I hated the season finale of Mad Men. The first season's ending was so thoroughly satisfying that it echoed. It reached an artistic pinnacle and pronounced it's storyline in ways that will be studied and referenced. This season had weaker storylines that had the characters staring into space wondering where it was taking them; the ending felt slapdash, more collage than poetry.
After one episode of Top Chef in New York, I don't hate it as much as I thought I would. It seems a running gag on the few reality shows I watch that as soon as a friendship is forged, one of those friends will be eliminated. In one episode, two pithy amateurs, classmates at culinary school, were both eliminated.
Padma lost weight again, and seems more bemused this season than the alien death goddess I've written about before. The fat broad from Food & Wine Magazine is back, snarky and irrevelent as ever. Tom Co.. licky-o?(too early to check/care) looks like a man who has killed a few puppies with a hammer in his day. The man's head is his most menacing feature, and when he doesn't shave he looks like he just got off a double-shift on the killing floor.
What else? South Park had it's best season in almost 10 years. Swingtown was so good- well, enjoyable- we dvr'd the marathon on Bravo.

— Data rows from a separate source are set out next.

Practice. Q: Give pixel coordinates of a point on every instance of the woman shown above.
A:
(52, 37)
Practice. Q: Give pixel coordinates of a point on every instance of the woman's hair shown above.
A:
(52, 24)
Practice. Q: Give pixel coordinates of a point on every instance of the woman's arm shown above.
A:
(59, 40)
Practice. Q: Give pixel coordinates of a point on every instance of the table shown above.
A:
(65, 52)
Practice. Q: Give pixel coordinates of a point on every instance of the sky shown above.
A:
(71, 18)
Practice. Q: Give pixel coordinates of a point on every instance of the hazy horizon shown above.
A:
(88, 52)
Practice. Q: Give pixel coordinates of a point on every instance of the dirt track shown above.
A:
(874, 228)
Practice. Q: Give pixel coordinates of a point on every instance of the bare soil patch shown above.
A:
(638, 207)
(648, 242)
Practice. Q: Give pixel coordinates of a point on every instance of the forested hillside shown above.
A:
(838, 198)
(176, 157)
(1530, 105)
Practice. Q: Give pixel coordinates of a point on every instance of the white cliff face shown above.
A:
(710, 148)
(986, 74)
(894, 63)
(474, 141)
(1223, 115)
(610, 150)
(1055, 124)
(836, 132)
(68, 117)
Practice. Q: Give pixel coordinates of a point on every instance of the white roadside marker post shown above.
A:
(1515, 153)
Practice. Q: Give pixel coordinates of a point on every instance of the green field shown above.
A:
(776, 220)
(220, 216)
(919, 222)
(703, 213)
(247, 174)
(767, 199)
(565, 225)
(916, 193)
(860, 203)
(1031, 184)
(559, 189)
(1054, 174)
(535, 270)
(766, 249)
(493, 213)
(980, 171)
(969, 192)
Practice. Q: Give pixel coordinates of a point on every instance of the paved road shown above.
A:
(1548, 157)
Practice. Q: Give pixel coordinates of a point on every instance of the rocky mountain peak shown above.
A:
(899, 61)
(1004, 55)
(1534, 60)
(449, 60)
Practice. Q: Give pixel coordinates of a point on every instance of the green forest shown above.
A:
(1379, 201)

I've lost interest in most of the rest of tv-land. Astrid watches Charm School with the women from Rock of Love for its trainwreck value- ditto that goddamn show about that cult-family with 17 or 18 children with names that start with J (to which, if we're talking about Vagina As Clown Car Shows, I prefer Jon & Kate Plus 8's visibly suicidal father). She also genuinely enjoys the new Paris Hilton show, and is wise enough to watch it when I'm nowhere near home.